On Wednesday, the Senate unanimously passed a stop-gap arrangement to fund the government from Oct. 1 to Dec. 15 and senators will debate the measure, and most likely modify it, before the final draft comes to vote later in the week. The stop-gap measure, first passed by the Republican-controlled House of Representatives, defunds President Barack Obama’s healthcare policy while the Democrat-controlled Senate is expected to modify the bill to allow funding for the project. And, observers believe that the modified measure most likely will be rejected by the House leading to a government shutdown.

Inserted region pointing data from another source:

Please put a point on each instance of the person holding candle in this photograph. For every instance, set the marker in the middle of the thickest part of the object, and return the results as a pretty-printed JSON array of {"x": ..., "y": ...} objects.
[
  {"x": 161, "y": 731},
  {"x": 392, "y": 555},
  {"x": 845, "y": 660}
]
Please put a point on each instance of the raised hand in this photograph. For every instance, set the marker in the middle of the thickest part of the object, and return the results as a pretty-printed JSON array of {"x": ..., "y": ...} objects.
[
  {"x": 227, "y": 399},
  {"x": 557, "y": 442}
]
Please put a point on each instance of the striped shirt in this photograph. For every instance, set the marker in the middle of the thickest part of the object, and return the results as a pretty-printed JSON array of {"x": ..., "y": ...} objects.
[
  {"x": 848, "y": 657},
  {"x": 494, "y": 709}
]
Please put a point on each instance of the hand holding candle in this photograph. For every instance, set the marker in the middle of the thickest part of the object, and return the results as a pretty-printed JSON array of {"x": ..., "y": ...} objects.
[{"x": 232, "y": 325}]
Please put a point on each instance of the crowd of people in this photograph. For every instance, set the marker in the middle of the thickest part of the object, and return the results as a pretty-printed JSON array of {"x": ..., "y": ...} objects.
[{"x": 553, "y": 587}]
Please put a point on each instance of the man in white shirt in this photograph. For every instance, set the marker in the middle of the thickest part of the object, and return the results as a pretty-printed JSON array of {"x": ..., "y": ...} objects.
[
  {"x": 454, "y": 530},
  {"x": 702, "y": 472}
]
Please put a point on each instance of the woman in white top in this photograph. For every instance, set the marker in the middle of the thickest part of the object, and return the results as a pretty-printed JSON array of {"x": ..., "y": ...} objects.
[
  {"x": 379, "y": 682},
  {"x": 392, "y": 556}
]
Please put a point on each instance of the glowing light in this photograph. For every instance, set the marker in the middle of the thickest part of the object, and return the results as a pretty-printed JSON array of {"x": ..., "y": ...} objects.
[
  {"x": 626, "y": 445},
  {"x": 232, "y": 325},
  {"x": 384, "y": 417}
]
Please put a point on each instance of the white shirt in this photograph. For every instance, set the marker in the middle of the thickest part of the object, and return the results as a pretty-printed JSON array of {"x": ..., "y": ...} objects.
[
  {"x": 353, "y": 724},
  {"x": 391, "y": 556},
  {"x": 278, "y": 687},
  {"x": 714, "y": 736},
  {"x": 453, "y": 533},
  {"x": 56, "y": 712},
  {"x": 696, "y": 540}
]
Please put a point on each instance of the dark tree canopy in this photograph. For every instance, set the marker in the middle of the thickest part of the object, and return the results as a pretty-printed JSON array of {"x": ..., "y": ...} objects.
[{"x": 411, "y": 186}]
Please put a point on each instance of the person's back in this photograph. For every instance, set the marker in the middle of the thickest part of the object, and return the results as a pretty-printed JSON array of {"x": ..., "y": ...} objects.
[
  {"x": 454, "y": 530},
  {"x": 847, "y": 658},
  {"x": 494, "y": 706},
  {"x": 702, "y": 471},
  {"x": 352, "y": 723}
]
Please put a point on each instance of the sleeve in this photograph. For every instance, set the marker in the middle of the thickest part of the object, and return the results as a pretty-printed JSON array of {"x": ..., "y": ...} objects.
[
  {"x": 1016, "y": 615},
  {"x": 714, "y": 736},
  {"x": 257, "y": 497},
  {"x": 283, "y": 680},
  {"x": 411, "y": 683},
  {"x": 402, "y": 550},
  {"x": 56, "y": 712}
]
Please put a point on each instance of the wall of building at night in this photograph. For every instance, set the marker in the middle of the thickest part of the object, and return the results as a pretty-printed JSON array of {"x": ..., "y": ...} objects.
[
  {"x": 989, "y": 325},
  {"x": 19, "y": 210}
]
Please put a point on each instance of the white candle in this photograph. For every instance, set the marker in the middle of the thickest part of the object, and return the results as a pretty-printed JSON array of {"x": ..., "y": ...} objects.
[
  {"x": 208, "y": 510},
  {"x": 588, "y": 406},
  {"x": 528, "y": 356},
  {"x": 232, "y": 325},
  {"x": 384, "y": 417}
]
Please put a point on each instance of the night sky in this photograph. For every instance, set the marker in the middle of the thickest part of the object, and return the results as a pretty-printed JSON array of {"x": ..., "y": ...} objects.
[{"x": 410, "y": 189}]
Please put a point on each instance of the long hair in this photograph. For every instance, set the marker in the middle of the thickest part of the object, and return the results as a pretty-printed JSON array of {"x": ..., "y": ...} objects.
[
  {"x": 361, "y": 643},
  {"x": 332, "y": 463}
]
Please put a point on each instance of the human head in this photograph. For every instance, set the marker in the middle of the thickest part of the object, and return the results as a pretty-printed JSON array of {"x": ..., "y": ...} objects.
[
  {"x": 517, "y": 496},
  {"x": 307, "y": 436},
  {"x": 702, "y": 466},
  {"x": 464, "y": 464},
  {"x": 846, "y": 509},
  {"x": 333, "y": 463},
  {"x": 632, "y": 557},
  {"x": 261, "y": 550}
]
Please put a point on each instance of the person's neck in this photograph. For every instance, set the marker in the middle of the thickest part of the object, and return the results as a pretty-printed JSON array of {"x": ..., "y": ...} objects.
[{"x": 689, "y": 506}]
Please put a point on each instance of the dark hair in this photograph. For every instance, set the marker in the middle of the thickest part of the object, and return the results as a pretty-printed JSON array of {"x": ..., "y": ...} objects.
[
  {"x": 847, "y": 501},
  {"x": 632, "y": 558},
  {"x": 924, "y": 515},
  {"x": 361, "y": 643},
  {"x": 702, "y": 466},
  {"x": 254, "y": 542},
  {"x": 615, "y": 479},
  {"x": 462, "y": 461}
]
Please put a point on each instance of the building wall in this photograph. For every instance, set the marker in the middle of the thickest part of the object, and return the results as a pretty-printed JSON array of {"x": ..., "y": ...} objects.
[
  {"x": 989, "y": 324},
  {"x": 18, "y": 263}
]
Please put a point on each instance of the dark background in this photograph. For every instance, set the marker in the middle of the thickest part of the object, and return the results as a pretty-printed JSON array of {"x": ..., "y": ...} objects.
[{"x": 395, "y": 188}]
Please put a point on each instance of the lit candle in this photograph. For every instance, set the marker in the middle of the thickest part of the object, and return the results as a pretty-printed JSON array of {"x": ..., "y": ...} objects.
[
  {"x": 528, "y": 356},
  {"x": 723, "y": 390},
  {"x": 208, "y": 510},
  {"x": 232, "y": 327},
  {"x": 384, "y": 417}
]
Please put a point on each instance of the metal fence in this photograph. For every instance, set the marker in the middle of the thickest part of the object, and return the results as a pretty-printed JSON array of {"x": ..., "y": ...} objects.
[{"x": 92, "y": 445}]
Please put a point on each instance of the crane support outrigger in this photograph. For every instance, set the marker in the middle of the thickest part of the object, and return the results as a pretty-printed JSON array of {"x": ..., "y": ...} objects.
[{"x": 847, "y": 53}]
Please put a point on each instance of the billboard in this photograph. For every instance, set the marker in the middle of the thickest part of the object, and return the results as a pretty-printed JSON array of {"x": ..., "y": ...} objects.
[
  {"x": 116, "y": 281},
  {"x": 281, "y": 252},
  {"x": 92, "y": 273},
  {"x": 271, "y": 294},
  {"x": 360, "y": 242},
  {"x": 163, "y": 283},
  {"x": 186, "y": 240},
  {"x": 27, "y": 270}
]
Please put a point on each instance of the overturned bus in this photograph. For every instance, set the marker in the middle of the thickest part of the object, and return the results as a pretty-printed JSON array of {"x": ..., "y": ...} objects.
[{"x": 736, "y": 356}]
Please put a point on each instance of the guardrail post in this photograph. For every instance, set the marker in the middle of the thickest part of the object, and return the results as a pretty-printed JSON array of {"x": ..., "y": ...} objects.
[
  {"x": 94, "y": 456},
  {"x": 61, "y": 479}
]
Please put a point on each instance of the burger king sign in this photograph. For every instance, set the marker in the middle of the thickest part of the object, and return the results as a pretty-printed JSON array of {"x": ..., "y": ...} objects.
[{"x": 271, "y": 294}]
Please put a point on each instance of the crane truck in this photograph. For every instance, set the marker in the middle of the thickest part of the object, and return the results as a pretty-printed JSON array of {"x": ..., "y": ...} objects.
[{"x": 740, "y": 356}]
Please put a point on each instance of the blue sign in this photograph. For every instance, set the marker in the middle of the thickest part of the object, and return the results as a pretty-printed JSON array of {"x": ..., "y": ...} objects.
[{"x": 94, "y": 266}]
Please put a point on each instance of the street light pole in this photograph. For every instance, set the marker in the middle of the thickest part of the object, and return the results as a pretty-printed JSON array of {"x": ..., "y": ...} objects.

“In short, there is a good chance that Congress will fail to agree on the legislation necessary to allow the government to continue with “non-essential” spending when the new fiscal year begins on 1st October. Even if an immediate shutdown is averted, government spending could still run into constraints by mid-October unless the debt ceiling is raised,” Julian Jessop, an economist with Capital Economics, wrote in a research note.

“The uncertainty resulting from another debt-ceiling crisis should, of course, be negative for equity markets,” he added.

Meanwhile, investors are expected focus on the third and final estimate of GDP data for the second quarter, due to be released at 8.30 a.m. EDT on Thursday and analysts polled by Bloomberg expect that GDP growth is likely to be revised to 2.6 percent, fractionally up from the previous estimate of 2.5 percent.

The GDP data will be closely watched by both the Federal Reserve and financial markets as the former has indicated that the future of the bond-buying program will depend on the strength of economic indicators.

The initial jobless claims report, which measures the number of individuals who filed for unemployment insurance for the first time last week, is scheduled to be released by the Department of Labor at 8:30 a.m. EDT. Economists predict that claims are likely to increase to 330,000 for the week ended Sept. 21, significantly up from 309,000 in the previous week.

Meanwhile, economists expect continuing jobless claims data, which measure the number of unemployed individuals who qualify for benefits under unemployment insurance, to show an increase to 2.840 million from the 2.787 million recorded in the previous week.

The National Association of Realtors' pending home sales index for August will be released at 10 a.m. EDT. The home sales index, which measures the change in the number of homes under contract to be sold but still awaiting the closing transaction, excluding new construction, is likely to decline 1 percent in August after declining 1.3 percent in the prior month.

In Europe, markets traded lower on Thursday with the Stoxx Europe 600 index down 0.28 percent, Germany's DAX-30 was down 0.38 percent and France's CAC-40 was trading down 0.51 percent. London’s FTSE 100 was down 0.2 percent, after data released from the Office for National Statistics showed that UK's economy grew by 0.7 percent on a quarterly basis in the second quarter of 2013, unrevised from the second estimate of GDP, published on Aug. 23, while the annual rate of GDP growth was revised downward by 0.2 percentage points to 1.3 percent from 1.5 percent.

In Asia, markets were mixed, with Japan’s Nikkei ending up 1.22 percent and Australia’s S&P/ASX 200 closing up 0.35 percent. In China, the Shanghai Composite index ended down 1.94 percent while Hong Kong’s Hang Seng Index lost 0.37 percent. South Korea’s KOSPI Composite index added 0.46 percent and India’s BSE Sensex ended up 0.19 percent.